Define the term $a_n$ in Laurent's series expansion $\sum_{n=-\infty}^{\infty} a_n(z-a)^n$ of $f$ centered on $z=a.$ classify the singularity $ z=a.$
a)$f(z)=\frac{z^2+1}{z(z+1)}, a=0.$
b)$f(z)=\frac{1}{z(z-1)}$ for $a=0.1.$
we have the following formula $a_n = \frac{1}{2 \pi i} \int_{\gamma} \frac{f(z)}{(z-a)^{n+1}}dz$
So I need to do
a) $a_n = \frac{1}{2 \pi i} \int_{\gamma} \frac{f(z)}{(z-a)^{n+1}}dz = \frac{1}{2 \pi i} \int_{\gamma} \frac{\frac{z^2+1}{z(z+1)}}{z}dz$ ?

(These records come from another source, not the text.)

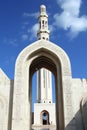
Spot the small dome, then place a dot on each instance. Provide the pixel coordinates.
(42, 8)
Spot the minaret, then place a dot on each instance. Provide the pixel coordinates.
(44, 76)
(43, 32)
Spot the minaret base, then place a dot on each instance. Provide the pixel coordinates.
(44, 114)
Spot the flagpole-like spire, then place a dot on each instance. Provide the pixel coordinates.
(43, 32)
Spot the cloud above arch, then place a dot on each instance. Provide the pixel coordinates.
(69, 19)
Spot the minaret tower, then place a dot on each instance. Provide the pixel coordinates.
(44, 76)
(43, 32)
(44, 108)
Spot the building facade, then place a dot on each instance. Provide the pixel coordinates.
(16, 95)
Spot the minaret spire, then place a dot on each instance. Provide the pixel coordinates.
(43, 32)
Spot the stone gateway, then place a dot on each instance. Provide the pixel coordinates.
(70, 110)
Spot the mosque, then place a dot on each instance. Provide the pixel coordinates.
(69, 112)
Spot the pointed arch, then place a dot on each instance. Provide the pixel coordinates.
(41, 54)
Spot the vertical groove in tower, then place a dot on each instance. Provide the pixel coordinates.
(44, 78)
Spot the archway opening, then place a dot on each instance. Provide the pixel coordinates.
(50, 64)
(45, 117)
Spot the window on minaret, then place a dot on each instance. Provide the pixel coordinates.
(43, 23)
(40, 24)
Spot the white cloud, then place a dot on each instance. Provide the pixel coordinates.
(31, 14)
(33, 31)
(10, 41)
(70, 19)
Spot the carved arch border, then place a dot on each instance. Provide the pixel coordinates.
(22, 84)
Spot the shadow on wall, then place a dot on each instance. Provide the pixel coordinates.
(79, 122)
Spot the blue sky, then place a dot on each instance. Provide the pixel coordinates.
(67, 24)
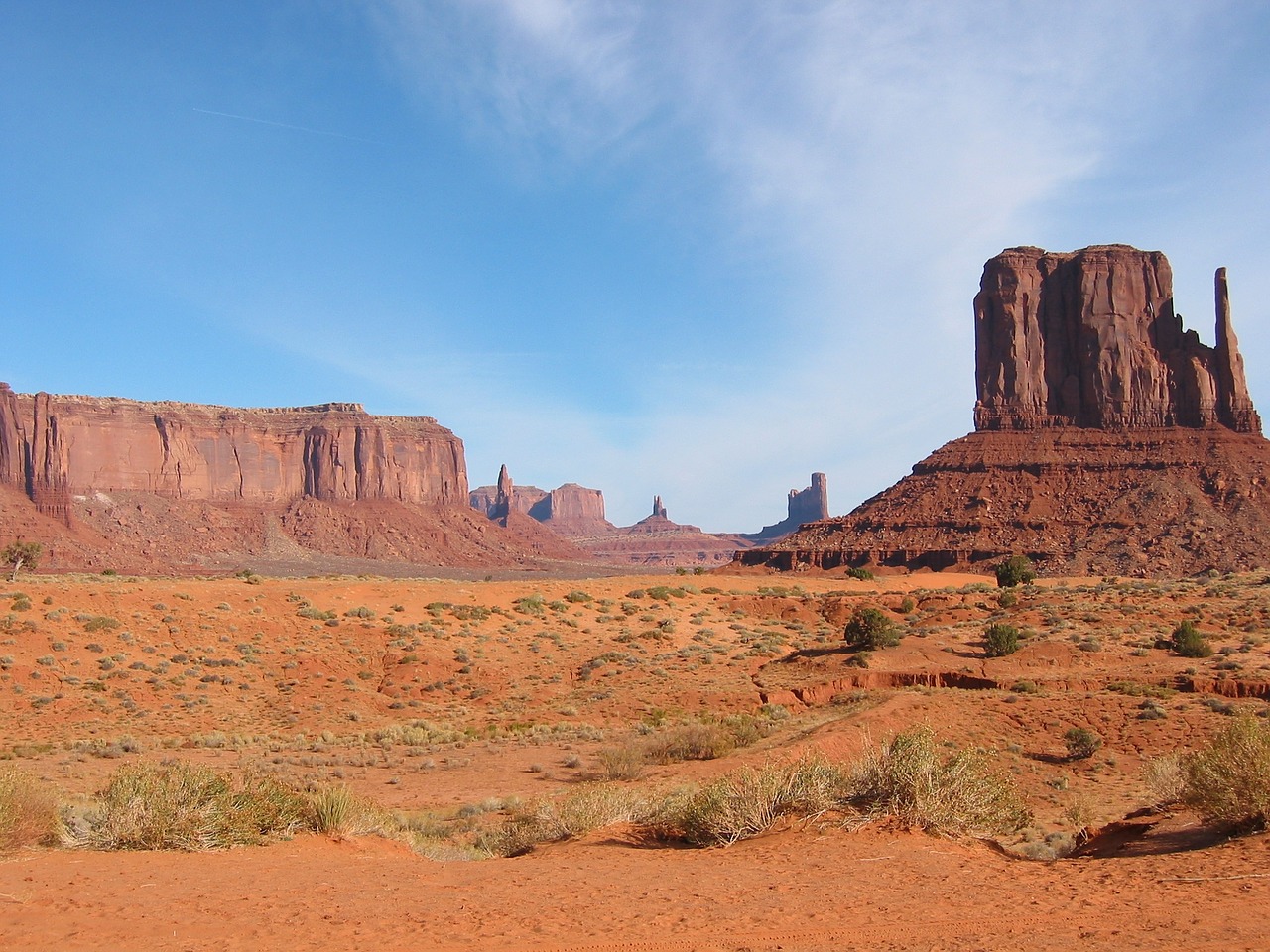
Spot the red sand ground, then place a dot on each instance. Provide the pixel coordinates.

b)$a=0 \to a_n = \frac{1}{2 \pi i} \int_{\gamma} \frac{f(z)}{(z-a)^{n+1}}dz = \frac{1}{2 \pi i} \int_{\gamma} \frac{\frac{1}{z(z-1)}}{z}dz$?
$a=1 \to a_n = \frac{1}{2 \pi i} \int_{\gamma} \frac{f(z)}{(z-a)^{n+1}}dz = \frac{1}{2 \pi i} \int_{\gamma} \frac{\frac{1}{z(z-1)}}{z-1}dz$?
If it is that, how do I solve this integral?
Thanks.
You don't need that formula.
a) For each $z\in\Bbb C$ with $|z|<1$, you have\begin{align}\frac{z^2+1}{z+1}&=z-1+\frac2{z+1}\\&=z-1+2\sum_{n=0}^\infty(-1)^nz^n\\&=1-z+2\sum_{n=2}^\infty(-1)^nz^n.\end{align}Therefore, if $z\ne0$,$$\frac{z^2+1}{z(z+1)}=\frac1z-1+2\sum_{n=1}^\infty(-1)^{n+1}z^n.$$So, $0$ is a simple pole.
b) Near $0.1$, $\frac1{z(z-1)}$ is the quotient of two analytic functions, and therefore it is an analytic function. It follows that $0.1$ is a removable singularity of $f$.